Released in May 2010, marked a significant evolution in enterprise content management (ECM) and collaboration platforms . Building upon the foundation of its predecessor (MOSS 2007), SharePoint 2010 introduced a more modern user interface, improved scalability, and enhanced social networking features, fundamentally changing how organizations manage knowledge and work together.
As of October 13, 2015 , Microsoft officially ended Extended Support for SharePoint Server 2010.
In MOSS 2007, shared services were clunky (Shared Services Provider or SSP). SharePoint 2010 replaced SSP with , each running in its own worker process.
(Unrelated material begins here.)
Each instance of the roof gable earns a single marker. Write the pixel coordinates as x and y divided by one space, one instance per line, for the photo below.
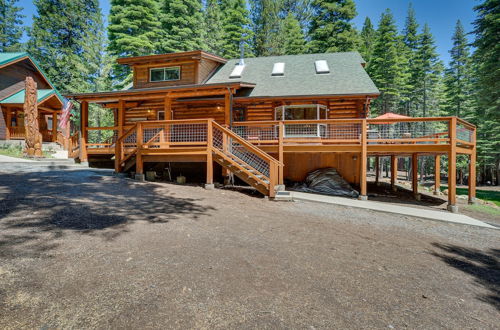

This meant: microsoft sharepoint server 2010
Microsoft SharePoint Server 2010 represents one of the most significant milestones in the evolution of enterprise collaborative software. Released in May 2010 as the successor to Office SharePoint Server 2007 (MOSS 2007), this version fundamentally changed how organizations managed content, automated workflows, and built internal networks. It shifted SharePoint from a basic document repository into a robust, enterprise-grade development platform.
FAST brought SharePoint search into competition with Google Search Appliance (now discontinued) and Autonomy. However, its complexity and licensing cost meant most mid-market orgs stuck with Standard search. Released in May 2010, marked a significant evolution
Real-time updates on what colleagues were working on.
SharePoint 2010 moved away from folder-based organization toward metadata navigation. The introduction of the allowed organizations to define a centralized taxonomy (tags and hierarchies) that could be applied across the entire enterprise, making search and retrieval significantly faster. In MOSS 2007, shared services were clunky (Shared
: Borrowing from the Microsoft Office desktop suite, it replaced convoluted drop-down menus with a standardized, task-based tab system.
Declaring a document as a record without moving it to a separate archive site.
One notorious limitation: Search topology changes required a full crawl reset. Moving a search component between servers was a multi-hour operation—not for the faint of heart.
The site template supported file plan definitions, retention schedules, and automated disposition. A document declared a record could be locked, audited, and eventually deleted—or moved to a long-term archive.